Los datos estadísticos reflejan que el problema está fuertemente instalado en la vida corriente de la juventud. Según una encuesta nacional realizada por la Cruz Roja Argentina con el apoyo del Ministerio de Educación porteño, 6 de cada 10 adolescentes realizan apuestas online o conocen a alguien de su entorno cercano que lo hace. El estudio fue ejecutado dividiendo la muestra en tres grupos específicos: adolescentes que apuestan de forma activa, aquellos que no apuestan pero conocen la práctica, y finalmente quienes no apuestan ni tienen conocidos dentro de ese circuito.
El informe de la Cruz Roja Argentina desglosó el perfil de los usuarios menores de edad y expuso una marcada brecha de género en el consumo, determinando que los varones apuestan más del triple que las mujeres, con un 17% frente a un 5% respectivamente, haciéndolo además con una intensidad y frecuencia mucho mayor. La práctica comienza a registrarse desde la adolescencia temprana, específicamente entre los 13 o 14 años, y experimenta un incremento exponencial entre los 15 y 18 años, franja donde aumenta tanto la regularidad del juego como la variedad de las apuestas realizadas.
Al indagar sobre los impulsos que llevan a los menores a ingresar sus fondos en estas aplicaciones, los adolescentes señalaron las siguientes motivaciones predominantes:
A pesar de este alto nivel de participación, los propios jóvenes reconocen las consecuencias negativas del juego, ya que el 84% de los chicos admite el riesgo real de caer en una adicción, el 79% identifica peligros de sufrir ansiedad o malestar emocional, y más del 65% sabe que la práctica puede afectar de manera directa su rendimiento escolar.

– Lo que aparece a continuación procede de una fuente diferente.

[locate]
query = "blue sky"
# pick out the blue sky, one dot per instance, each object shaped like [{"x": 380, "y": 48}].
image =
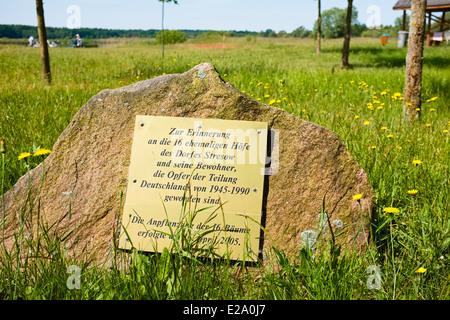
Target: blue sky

La falta de diálogo y las herramientas de prevención para las familias
Uno de los datos más preocupantes que arrojó el relevamiento es el vacío comunicativo que rodea a la problemática en los espacios de socialización. El 85% de los jóvenes encuestados afirmó que se habla poco o nada del tema en el hogar o en la escuela, una realidad que se repite incluso entre el grupo de chicos que apuesta regularmente, reflejando una bajísima incorporación de esta adicción digital en las agendas de cuidado y prevención familiar. "Sabemos que el Mundial despierta entusiasmo y genera conversaciones en millones de hogares. Por eso es importante que las familias cuenten con recursos para hablar sobre apuestas online, comprender cómo operan estas plataformas y acompañar a los chicos en la construcción de hábitos digitales saludables", afirmó al respecto Mercedes Miguel, ministra de Educación de la Ciudad de Buenos Aires.
La guía de prevención lanzada por la Ciudad detalla los riesgos multidimensionales que provocan las apuestas en línea, afectando los ámbitos económico, socioemocional, escolar, social, vincular y familiar de los menores. Desde la perspectiva de la Protección Digital Infantil y Adolescente, los especialistas advierten sobre la llamada "ilusión de control", que es la falsa creencia de los chicos de que por saber mucho de fútbol, seguir estadísticas o conocer a los planteles pueden anticipar resultados y dominar el azar. Las autoridades recuerdan que las apuestas dependen de factores imprevisibles y están diseñadas algorítmicamente para sostener la permanencia del usuario, estimulada por la presión social de pares, las notificaciones constantes y el miedo a quedar fuera de las conversaciones (FOMO). Por ello, se recomienda a los adultos aprovechar el interés del Mundial para abrir debates saludables en casa sobre el funcionamiento y los peligros de estas aplicaciones.